A Different Perspective
While OppFi shareholders are down 42% for the year, the market itself is up 30%. While the aim is to do better than that, it's worth recalling that even great long-term investments sometimes underperform for a year or more. With the stock down 6.0% over the last three months, the market doesn't seem to believe that the company has solved all its problems. Given the relatively short history of this stock, we'd remain pretty wary until we see some strong business performance. I find it very interesting to look at share price over the long term as a proxy for business performance. But to truly gain insight, we need to consider other information, too. For example, we've discovered 3 warning signs for OppFi that you should be aware of before investing here.

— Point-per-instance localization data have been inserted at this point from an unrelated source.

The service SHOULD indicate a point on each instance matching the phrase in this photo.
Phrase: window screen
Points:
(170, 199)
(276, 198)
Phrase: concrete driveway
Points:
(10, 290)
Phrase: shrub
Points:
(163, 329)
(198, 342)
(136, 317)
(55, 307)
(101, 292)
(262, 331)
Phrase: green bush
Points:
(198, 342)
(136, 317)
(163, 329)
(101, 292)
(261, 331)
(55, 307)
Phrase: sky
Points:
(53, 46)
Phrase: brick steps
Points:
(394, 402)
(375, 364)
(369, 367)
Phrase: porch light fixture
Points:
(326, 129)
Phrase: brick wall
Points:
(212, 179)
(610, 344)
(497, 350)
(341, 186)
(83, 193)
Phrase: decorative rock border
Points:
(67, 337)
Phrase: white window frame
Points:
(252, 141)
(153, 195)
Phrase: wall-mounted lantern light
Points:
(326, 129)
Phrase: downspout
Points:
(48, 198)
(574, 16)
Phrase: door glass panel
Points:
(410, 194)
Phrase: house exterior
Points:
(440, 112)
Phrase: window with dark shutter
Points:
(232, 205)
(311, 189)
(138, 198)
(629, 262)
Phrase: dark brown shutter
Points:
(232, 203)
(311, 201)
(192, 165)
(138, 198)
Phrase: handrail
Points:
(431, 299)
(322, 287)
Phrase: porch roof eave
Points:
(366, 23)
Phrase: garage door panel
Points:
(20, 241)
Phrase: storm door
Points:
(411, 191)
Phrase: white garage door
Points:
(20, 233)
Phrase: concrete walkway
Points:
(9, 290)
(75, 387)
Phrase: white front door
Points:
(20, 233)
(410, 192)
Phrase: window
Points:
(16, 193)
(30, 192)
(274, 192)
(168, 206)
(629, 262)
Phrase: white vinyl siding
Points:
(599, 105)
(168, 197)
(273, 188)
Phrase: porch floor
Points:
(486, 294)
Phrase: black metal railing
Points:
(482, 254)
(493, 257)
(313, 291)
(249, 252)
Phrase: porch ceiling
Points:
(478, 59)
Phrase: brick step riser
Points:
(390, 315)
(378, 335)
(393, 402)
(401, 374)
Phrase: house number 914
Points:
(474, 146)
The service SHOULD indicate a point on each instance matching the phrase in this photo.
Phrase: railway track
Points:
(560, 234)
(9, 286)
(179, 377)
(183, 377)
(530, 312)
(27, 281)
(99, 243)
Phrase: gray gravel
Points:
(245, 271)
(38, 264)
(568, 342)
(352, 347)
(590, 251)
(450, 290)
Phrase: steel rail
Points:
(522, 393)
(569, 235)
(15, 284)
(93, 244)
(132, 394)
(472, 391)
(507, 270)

Of course, you might find a fantastic investment by looking elsewhere. So take a peek at this free list of companies we expect will grow earnings.
Please note, the market returns quoted in this article reflect the market weighted average returns of stocks that currently trade on US exchanges.
This article by Simply Wall St is general in nature. We provide commentary based on historical data and analyst forecasts only using an unbiased methodology and our articles are not intended to be financial advice. It does not constitute a recommendation to buy or sell any stock, and does not take account of your objectives, or your financial situation. We aim to bring you long-term focused analysis driven by fundamental data. Note that our analysis may not factor in the latest price-sensitive company announcements or qualitative material. Simply Wall St has no position in any stocks mentioned.